Drilling activity is declining rapidly
The lack of drilling activity is evident from Venezuela’s rig count falling to its lowest level since 2003. This is causing decline rates at Venezuela’s all important mature oil fields are accelerating at a rapid rate. Naturally they decline at around 25% annually, highlighting the need for drilling and field development to maintain production but it is believed this will accelerate to 30% during 2018 and even higher in later years unless a sudden turnaround in the situation occurs.
The likelihood of any significant turnaround occurring is slim to nonexistent.
Sanctions will cause the crisis to worsen
Maduro continues to apply pressure to opposition groups and strengthen his own power, including overriding the opposition-led national assembly and replacing with his own 545 seat super assembly.

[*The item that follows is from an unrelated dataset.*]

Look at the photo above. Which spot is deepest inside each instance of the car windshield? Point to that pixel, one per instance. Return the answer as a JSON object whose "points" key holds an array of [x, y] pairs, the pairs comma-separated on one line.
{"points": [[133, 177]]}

The U.S. believes that the only means of removing Maduro from power is to apply further pressure by implementing additional sanctions and has gone as far as alluding that a military coup is required. A coup nonetheless is highly unlikely because of the beneficial alliance that exists between Maduro’s government and the military.
The additional sanctions being considered are focused on restricting imports of Venezuelan crude as well as exports of U.S. naptha and light crude which are important diluents crucial to the processing of the heavy oil Venezuela produces.
While the U.S. is a crucial market for Venezuela with it accepting 39% of all exports including claiming just over a third of its oil production, they have been declining in recent months. For January 2018, oil exports to the U.S. nose-dived 32% compared to the previous month and plummeted by 50% when compared to the same period in 2016. That sharp decline is already intensifying the impact of declining oil production on an economy where over half of its GDP and almost all export income comes from oil.
Nevertheless, the real impact is being felt by ordinary Venezuelans and not by the Maduro government. That impact would only worsen if the U.S. proceeded with the additional sanctions being discussed. Declining export income will only further reduce spending on critical maintenance for oil infrastructure causing decline rates to spiral ever higher, leading to even lower production.
For these reasons it is easy to see Venezuela’s oil production sinking far lower than the numbers being put out by Moody’s, Barclays and RBC Capital markets, to somewhere around 1.1 million barrels daily. Analysts from Citibank have formed a similar view warning it could fall to as low as one million barrels daily during 2018. Such a significant decline in a world where energy markets have rebalanced would constitute an unexpected supply shock, buoying oil prices and potentially leading OPEC and Russia to reconsider the mechanics of their deal on production cuts.